LULU
Una bambola di cera senza braccia e il titolo Lulu sbafato di rosso sul suo corpo finto e scivoloso. È la copertina del doppio album ‘teatrale’ di Lou Reed e dei Metallica, uscito il 31 ottobre scorso e realizzato praticamente in presa diretta, in cui torna, ancora una volta, il mito ossessivo della femme fatale, ispirato al dramma di Wedekind. Il manichino di cera risale ai primi del Novecento e fa parte della collezione del Werkbundarchiv Museum Der Dinge di Berlino, il ‘museo delle cose’, un’organizzazione autonoma che documenta la tradizione del Deutscher Werkbund, il movimento nato in Germania intorno alla riconsiderazione del design di Ludwig Mies van der Rohe e di Walter Gropius, all’interno di una vecchia fabbrica, nel quartiere di Kreuzberg. La foto è di Anton Corbijn, fotografo e regista, autore ‘in bianco nero’ di Control, il film del 2007 sulla vita di Ian Curtis, un ragazzo che avrebbe voluto essere “uno schermo serico di Warhol / appeso al muro / o il piccolo Joe o magari Lou / … o tutti i cuori infranti di New York …”.

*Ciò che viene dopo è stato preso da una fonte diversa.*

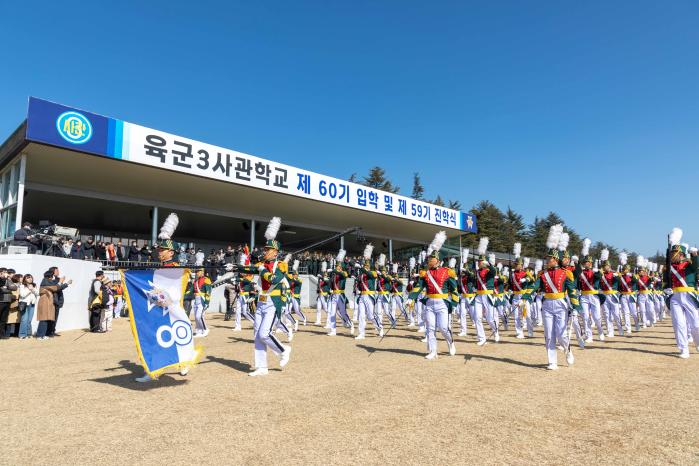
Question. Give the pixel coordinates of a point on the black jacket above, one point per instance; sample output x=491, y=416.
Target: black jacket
x=6, y=289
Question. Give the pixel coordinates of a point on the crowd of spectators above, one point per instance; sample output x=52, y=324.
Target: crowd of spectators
x=21, y=298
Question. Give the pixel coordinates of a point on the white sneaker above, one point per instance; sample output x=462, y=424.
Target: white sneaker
x=285, y=357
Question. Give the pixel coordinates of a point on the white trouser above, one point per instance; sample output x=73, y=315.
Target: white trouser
x=265, y=322
x=476, y=315
x=367, y=312
x=199, y=311
x=685, y=319
x=437, y=316
x=555, y=314
x=629, y=309
x=612, y=314
x=321, y=305
x=645, y=307
x=591, y=308
x=517, y=311
x=464, y=311
x=485, y=308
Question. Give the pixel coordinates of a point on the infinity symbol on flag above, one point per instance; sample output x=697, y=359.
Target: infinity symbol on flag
x=180, y=333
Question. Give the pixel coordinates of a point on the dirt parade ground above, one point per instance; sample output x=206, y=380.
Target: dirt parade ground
x=73, y=400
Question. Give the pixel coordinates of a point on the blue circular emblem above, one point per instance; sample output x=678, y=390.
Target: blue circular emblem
x=74, y=127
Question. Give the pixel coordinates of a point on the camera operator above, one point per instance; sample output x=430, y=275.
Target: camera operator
x=25, y=237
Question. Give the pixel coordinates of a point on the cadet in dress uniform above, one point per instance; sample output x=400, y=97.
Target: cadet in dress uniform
x=556, y=283
x=272, y=280
x=682, y=265
x=439, y=282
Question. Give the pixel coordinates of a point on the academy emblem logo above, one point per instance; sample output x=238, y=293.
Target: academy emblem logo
x=74, y=127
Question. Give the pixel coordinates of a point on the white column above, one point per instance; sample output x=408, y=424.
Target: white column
x=20, y=191
x=154, y=227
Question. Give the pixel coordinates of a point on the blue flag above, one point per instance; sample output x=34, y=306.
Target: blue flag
x=160, y=326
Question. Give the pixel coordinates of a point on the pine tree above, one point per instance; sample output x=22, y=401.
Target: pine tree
x=418, y=189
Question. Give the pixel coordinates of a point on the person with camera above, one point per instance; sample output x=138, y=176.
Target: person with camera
x=28, y=297
x=25, y=237
x=7, y=287
x=52, y=278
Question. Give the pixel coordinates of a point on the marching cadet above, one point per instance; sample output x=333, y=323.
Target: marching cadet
x=681, y=277
x=588, y=284
x=609, y=286
x=322, y=290
x=556, y=284
x=382, y=289
x=438, y=283
x=485, y=286
x=644, y=298
x=166, y=255
x=519, y=282
x=295, y=285
x=272, y=279
x=627, y=287
x=467, y=294
x=337, y=303
x=366, y=278
x=200, y=289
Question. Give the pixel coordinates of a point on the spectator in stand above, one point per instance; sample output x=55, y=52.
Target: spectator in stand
x=121, y=251
x=6, y=289
x=76, y=252
x=100, y=251
x=229, y=257
x=46, y=312
x=28, y=297
x=60, y=284
x=182, y=256
x=110, y=252
x=67, y=248
x=88, y=252
x=13, y=314
x=199, y=258
x=134, y=252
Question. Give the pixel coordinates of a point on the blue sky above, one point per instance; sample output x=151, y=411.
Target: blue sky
x=589, y=109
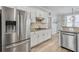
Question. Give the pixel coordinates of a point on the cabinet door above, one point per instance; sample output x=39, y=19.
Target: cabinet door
x=69, y=41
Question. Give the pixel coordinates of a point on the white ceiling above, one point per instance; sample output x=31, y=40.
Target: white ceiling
x=62, y=9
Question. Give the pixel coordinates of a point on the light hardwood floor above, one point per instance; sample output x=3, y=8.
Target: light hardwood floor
x=51, y=45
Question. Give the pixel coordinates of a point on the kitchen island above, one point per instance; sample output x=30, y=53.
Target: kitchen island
x=69, y=38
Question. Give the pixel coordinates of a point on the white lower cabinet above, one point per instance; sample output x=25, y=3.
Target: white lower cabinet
x=68, y=41
x=39, y=37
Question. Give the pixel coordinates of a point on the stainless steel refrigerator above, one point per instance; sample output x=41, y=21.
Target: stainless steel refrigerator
x=14, y=39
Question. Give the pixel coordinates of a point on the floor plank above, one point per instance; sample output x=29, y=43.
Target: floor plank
x=50, y=46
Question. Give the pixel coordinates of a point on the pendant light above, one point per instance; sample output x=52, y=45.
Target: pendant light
x=72, y=18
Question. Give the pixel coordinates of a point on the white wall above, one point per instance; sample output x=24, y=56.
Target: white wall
x=54, y=24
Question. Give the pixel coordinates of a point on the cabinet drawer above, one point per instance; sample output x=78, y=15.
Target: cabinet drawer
x=69, y=41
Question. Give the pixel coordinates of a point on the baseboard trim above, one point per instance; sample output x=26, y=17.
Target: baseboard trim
x=67, y=49
x=40, y=43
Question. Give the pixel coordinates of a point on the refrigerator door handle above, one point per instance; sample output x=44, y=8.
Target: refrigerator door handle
x=16, y=44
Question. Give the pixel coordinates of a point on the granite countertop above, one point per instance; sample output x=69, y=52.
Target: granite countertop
x=70, y=29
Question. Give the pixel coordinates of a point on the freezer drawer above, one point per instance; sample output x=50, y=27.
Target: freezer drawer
x=22, y=46
x=68, y=41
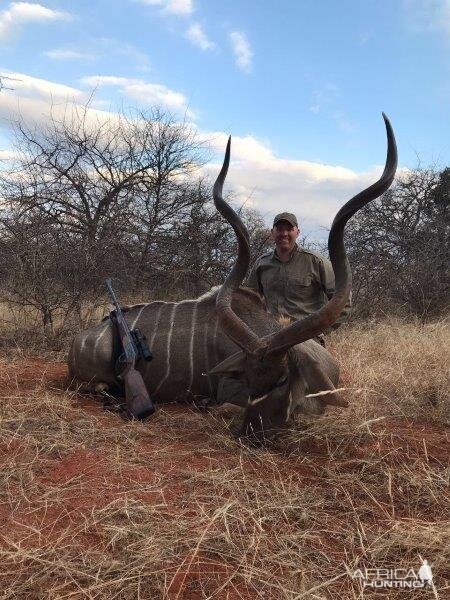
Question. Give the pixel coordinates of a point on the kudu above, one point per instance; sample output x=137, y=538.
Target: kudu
x=228, y=333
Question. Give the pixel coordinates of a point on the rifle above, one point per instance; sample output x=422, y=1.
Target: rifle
x=138, y=401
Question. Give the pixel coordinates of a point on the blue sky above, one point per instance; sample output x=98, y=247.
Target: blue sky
x=300, y=85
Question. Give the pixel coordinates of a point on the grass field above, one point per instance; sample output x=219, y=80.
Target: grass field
x=95, y=506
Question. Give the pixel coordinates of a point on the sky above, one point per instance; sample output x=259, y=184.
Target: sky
x=299, y=85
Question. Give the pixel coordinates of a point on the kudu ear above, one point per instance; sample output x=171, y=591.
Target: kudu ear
x=232, y=364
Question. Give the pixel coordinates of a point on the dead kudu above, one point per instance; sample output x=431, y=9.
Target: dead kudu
x=228, y=333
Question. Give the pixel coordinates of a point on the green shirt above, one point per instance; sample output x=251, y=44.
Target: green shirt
x=295, y=288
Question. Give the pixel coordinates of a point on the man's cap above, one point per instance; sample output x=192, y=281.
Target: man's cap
x=289, y=217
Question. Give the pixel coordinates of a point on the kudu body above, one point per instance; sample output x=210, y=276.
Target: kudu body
x=228, y=332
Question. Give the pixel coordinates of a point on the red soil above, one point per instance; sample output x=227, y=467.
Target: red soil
x=89, y=479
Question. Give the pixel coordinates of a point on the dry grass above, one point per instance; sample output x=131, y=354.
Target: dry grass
x=93, y=506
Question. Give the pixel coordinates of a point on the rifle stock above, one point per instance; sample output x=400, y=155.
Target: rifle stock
x=138, y=401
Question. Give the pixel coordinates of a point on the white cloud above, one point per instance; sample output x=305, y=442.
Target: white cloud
x=175, y=7
x=8, y=155
x=198, y=37
x=19, y=13
x=146, y=93
x=25, y=86
x=311, y=190
x=242, y=50
x=67, y=54
x=428, y=15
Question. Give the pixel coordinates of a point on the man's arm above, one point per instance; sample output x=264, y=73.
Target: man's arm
x=328, y=286
x=253, y=280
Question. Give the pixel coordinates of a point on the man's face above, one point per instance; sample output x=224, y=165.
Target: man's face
x=284, y=235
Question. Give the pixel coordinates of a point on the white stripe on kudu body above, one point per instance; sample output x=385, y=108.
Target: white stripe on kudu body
x=191, y=346
x=138, y=316
x=169, y=337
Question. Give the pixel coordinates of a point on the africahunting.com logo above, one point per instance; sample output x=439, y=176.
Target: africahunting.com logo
x=395, y=577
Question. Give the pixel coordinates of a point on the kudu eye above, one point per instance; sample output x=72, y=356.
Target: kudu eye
x=283, y=380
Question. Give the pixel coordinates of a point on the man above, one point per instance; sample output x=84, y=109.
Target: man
x=295, y=282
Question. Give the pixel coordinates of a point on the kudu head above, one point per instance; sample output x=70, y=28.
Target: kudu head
x=262, y=362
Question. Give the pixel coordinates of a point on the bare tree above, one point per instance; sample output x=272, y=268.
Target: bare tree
x=399, y=247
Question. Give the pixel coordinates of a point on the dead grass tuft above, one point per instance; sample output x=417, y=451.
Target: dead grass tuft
x=94, y=506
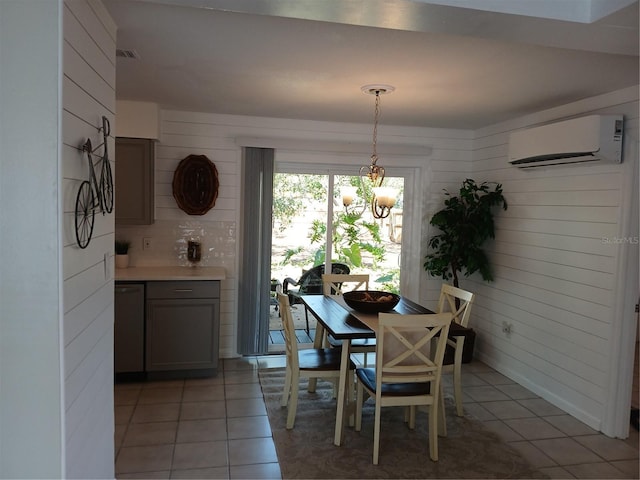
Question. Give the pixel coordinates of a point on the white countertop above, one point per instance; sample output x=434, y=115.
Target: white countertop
x=169, y=273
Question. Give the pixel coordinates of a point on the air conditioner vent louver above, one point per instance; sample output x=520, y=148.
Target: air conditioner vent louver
x=587, y=139
x=122, y=53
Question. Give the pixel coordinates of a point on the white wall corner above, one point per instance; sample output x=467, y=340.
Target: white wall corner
x=137, y=119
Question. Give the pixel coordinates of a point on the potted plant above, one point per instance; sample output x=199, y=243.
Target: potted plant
x=465, y=223
x=122, y=253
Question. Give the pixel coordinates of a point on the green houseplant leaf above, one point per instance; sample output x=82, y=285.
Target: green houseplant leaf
x=465, y=223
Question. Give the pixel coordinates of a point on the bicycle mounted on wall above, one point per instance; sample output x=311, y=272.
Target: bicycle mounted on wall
x=94, y=194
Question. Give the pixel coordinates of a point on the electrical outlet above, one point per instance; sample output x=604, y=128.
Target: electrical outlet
x=507, y=328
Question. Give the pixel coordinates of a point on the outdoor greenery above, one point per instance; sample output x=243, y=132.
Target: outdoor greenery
x=356, y=237
x=465, y=223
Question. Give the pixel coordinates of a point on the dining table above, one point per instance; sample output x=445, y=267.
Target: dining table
x=343, y=323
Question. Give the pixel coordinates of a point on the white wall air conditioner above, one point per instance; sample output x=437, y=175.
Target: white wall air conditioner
x=585, y=139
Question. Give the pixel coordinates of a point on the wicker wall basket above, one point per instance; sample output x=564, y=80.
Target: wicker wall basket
x=195, y=185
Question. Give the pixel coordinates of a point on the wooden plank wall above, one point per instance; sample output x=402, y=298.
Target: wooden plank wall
x=88, y=94
x=557, y=264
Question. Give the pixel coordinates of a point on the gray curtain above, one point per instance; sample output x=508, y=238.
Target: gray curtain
x=254, y=289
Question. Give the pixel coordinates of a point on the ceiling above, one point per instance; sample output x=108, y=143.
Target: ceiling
x=452, y=67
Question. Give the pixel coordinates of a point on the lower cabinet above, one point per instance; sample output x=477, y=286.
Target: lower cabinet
x=182, y=327
x=128, y=331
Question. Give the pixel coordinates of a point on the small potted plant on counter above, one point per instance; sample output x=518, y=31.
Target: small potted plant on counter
x=122, y=253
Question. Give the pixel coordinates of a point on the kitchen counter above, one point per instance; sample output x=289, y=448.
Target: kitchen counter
x=169, y=273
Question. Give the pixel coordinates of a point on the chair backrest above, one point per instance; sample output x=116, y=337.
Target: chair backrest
x=290, y=341
x=404, y=352
x=334, y=284
x=447, y=303
x=311, y=281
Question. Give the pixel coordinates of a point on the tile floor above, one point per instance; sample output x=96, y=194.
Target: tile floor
x=218, y=428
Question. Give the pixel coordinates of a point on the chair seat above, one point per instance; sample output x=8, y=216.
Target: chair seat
x=320, y=359
x=368, y=378
x=359, y=342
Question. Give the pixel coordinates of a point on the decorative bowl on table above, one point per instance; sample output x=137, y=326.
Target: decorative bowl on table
x=371, y=301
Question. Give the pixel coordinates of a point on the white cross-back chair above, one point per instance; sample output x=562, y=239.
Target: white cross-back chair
x=409, y=354
x=311, y=363
x=337, y=284
x=461, y=312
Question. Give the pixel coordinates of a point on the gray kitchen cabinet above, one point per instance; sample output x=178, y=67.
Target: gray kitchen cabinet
x=129, y=328
x=134, y=181
x=183, y=324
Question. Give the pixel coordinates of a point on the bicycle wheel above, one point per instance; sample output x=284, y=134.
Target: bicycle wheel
x=85, y=213
x=106, y=185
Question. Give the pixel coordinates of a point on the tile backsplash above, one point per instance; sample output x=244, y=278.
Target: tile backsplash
x=169, y=240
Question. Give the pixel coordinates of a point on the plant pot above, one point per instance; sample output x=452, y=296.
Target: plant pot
x=122, y=261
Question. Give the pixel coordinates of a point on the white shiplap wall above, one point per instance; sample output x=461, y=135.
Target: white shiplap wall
x=88, y=94
x=558, y=273
x=447, y=156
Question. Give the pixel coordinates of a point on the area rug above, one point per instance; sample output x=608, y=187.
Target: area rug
x=307, y=451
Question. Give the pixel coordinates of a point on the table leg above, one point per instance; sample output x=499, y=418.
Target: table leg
x=344, y=369
x=317, y=343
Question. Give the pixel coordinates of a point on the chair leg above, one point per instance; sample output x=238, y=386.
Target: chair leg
x=287, y=388
x=293, y=402
x=457, y=375
x=376, y=434
x=442, y=418
x=433, y=431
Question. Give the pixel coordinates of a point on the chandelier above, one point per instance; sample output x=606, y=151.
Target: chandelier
x=384, y=198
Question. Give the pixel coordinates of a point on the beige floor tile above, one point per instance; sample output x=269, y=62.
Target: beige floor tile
x=252, y=450
x=534, y=428
x=200, y=455
x=216, y=473
x=161, y=412
x=144, y=459
x=204, y=382
x=203, y=393
x=122, y=414
x=507, y=409
x=477, y=411
x=501, y=429
x=556, y=472
x=248, y=427
x=246, y=407
x=534, y=455
x=266, y=471
x=516, y=392
x=566, y=451
x=569, y=425
x=126, y=396
x=243, y=390
x=630, y=468
x=149, y=475
x=541, y=407
x=200, y=410
x=494, y=378
x=242, y=377
x=156, y=433
x=594, y=470
x=190, y=431
x=608, y=448
x=486, y=393
x=160, y=395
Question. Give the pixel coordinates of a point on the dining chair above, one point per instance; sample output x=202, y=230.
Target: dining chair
x=334, y=284
x=408, y=371
x=311, y=363
x=458, y=302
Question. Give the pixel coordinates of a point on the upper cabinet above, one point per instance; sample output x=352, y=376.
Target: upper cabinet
x=134, y=181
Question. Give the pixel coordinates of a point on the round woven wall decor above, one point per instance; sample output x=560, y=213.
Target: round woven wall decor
x=195, y=184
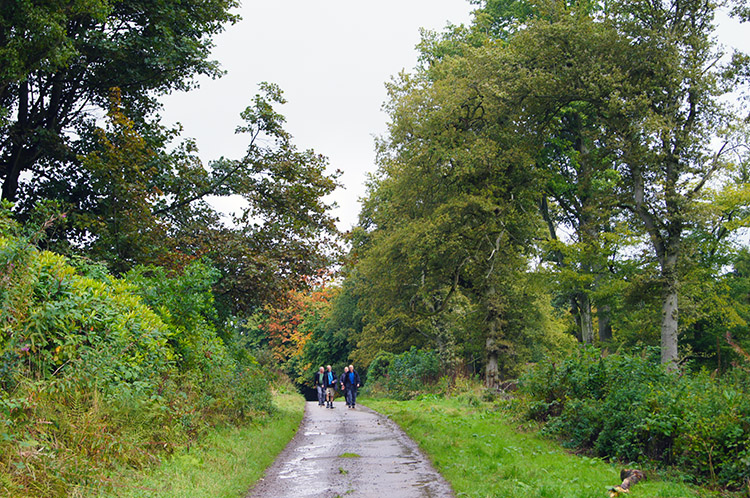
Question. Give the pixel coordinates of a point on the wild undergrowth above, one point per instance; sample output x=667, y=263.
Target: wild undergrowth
x=223, y=465
x=98, y=371
x=628, y=407
x=481, y=450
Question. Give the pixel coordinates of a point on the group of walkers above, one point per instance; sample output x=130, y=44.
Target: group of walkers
x=326, y=382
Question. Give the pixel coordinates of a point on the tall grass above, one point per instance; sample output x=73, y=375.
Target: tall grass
x=224, y=465
x=482, y=453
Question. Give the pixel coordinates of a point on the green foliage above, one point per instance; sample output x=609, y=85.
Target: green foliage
x=628, y=407
x=481, y=452
x=77, y=51
x=98, y=372
x=405, y=375
x=226, y=463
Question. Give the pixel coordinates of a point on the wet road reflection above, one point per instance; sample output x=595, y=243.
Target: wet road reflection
x=350, y=453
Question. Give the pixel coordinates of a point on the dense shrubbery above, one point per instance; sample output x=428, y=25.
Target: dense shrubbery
x=405, y=375
x=98, y=371
x=630, y=408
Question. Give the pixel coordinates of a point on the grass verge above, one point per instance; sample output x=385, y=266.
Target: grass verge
x=482, y=454
x=224, y=465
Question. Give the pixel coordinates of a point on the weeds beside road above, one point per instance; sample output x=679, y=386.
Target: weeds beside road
x=482, y=453
x=224, y=465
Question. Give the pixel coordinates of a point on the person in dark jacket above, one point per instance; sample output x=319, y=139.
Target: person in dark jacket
x=344, y=385
x=353, y=383
x=319, y=386
x=329, y=382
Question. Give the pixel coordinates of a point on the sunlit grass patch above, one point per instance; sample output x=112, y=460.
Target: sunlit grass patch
x=224, y=465
x=482, y=454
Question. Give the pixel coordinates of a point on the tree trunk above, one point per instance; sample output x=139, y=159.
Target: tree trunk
x=492, y=372
x=605, y=323
x=587, y=327
x=581, y=309
x=669, y=311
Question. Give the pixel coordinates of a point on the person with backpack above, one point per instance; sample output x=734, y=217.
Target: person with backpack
x=329, y=382
x=319, y=385
x=344, y=383
x=352, y=384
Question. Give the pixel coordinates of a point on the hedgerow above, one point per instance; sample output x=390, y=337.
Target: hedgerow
x=629, y=407
x=97, y=372
x=405, y=375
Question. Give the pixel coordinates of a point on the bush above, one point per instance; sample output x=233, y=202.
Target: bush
x=98, y=371
x=630, y=408
x=405, y=375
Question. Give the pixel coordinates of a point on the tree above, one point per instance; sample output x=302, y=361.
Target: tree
x=60, y=60
x=670, y=114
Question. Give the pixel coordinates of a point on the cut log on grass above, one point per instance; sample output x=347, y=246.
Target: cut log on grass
x=629, y=477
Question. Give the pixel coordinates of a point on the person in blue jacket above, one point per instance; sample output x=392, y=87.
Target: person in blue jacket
x=352, y=383
x=319, y=386
x=344, y=385
x=329, y=382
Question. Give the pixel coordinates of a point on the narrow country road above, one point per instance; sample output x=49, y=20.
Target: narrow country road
x=350, y=453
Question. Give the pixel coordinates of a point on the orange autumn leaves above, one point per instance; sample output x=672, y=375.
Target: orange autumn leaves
x=291, y=325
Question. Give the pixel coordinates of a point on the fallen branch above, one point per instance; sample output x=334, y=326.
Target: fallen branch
x=629, y=477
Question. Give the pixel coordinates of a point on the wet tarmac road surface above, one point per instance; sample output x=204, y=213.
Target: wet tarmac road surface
x=350, y=453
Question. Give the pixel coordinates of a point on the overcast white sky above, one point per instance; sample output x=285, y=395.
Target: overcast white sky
x=332, y=59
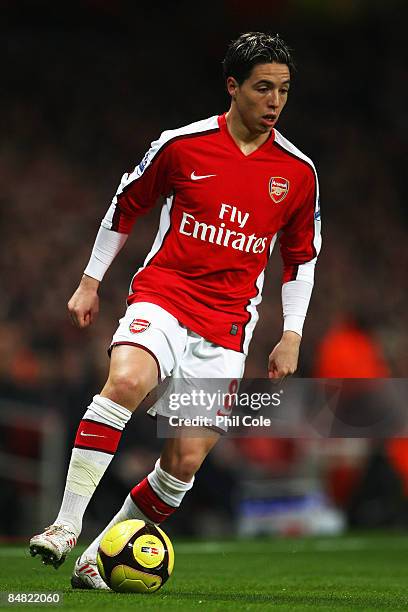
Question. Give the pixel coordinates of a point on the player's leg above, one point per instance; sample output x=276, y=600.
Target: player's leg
x=154, y=499
x=132, y=375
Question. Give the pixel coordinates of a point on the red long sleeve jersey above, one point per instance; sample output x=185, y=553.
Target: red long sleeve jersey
x=221, y=216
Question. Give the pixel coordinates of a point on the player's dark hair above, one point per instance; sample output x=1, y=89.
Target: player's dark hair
x=254, y=48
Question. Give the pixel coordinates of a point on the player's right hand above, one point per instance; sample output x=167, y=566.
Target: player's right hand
x=83, y=306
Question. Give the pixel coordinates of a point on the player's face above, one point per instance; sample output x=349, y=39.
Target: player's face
x=260, y=99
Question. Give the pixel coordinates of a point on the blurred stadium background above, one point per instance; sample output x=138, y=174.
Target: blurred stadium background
x=85, y=87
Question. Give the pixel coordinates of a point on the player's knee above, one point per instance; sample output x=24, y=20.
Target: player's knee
x=128, y=383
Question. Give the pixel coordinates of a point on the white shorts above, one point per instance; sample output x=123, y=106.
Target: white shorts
x=181, y=354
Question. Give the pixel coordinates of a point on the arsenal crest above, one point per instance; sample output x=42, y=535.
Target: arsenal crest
x=278, y=188
x=138, y=325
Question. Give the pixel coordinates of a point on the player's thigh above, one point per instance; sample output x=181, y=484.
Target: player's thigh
x=132, y=375
x=206, y=360
x=182, y=456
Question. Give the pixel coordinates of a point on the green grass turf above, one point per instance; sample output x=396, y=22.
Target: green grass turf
x=356, y=572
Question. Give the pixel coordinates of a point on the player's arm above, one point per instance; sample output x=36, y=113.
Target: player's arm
x=300, y=244
x=136, y=194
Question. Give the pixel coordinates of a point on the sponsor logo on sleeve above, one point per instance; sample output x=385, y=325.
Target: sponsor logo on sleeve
x=138, y=325
x=278, y=188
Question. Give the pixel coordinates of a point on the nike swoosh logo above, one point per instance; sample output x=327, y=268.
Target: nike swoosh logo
x=89, y=435
x=197, y=177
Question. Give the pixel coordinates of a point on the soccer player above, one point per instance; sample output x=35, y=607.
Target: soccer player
x=230, y=184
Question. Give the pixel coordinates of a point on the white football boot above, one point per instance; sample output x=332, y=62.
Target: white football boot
x=53, y=545
x=86, y=575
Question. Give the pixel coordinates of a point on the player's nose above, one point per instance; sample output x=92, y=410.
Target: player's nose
x=273, y=99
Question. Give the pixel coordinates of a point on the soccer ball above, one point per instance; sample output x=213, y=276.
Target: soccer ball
x=135, y=557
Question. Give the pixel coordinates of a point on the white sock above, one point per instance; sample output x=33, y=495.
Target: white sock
x=129, y=510
x=101, y=426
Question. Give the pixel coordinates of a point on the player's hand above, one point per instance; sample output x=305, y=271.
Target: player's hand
x=83, y=307
x=284, y=357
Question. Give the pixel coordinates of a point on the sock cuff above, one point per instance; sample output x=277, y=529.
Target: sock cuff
x=106, y=411
x=169, y=488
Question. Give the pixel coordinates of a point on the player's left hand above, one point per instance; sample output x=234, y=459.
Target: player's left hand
x=284, y=357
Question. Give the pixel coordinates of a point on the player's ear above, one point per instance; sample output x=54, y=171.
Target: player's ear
x=232, y=86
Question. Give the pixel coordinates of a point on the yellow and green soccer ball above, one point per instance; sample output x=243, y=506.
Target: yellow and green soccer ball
x=135, y=557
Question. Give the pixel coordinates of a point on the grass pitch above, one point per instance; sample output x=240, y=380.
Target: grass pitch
x=358, y=572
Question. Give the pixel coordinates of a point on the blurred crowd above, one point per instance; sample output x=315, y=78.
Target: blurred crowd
x=89, y=88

Lulu divide il pubblico, fra quanti ritengono Lou Reed e i Metallica un’accoppiata ‘improbabile’ e rimpiangono l’indimenticabile teschio black on black che si vede in controluce su White light white heat, la copertina ideata da Andy Warhol e realizzata da Billy Name, e quanti bramavano di sentire ancora – in qualsiasi modo – il ragazzo di Long Island. Questi ultimi hanno già in memoria quel graffio di sangue impresso da Corbijn sul fondo bianco della copertina dell’album, una memoria che ritorna alla Factory e a Andy Warhol, che lo chiamava proprio così, Lulu, quando lui cantava spalle al pubblico con i Velvet Underground, vestito di nero e con gli occhiali da sole per proteggersi dalle luci crudeli, e usciva dall’ombra con la sua voce monocromatica e disincarnata, un po’ come il manichino senza braccia di Berlino.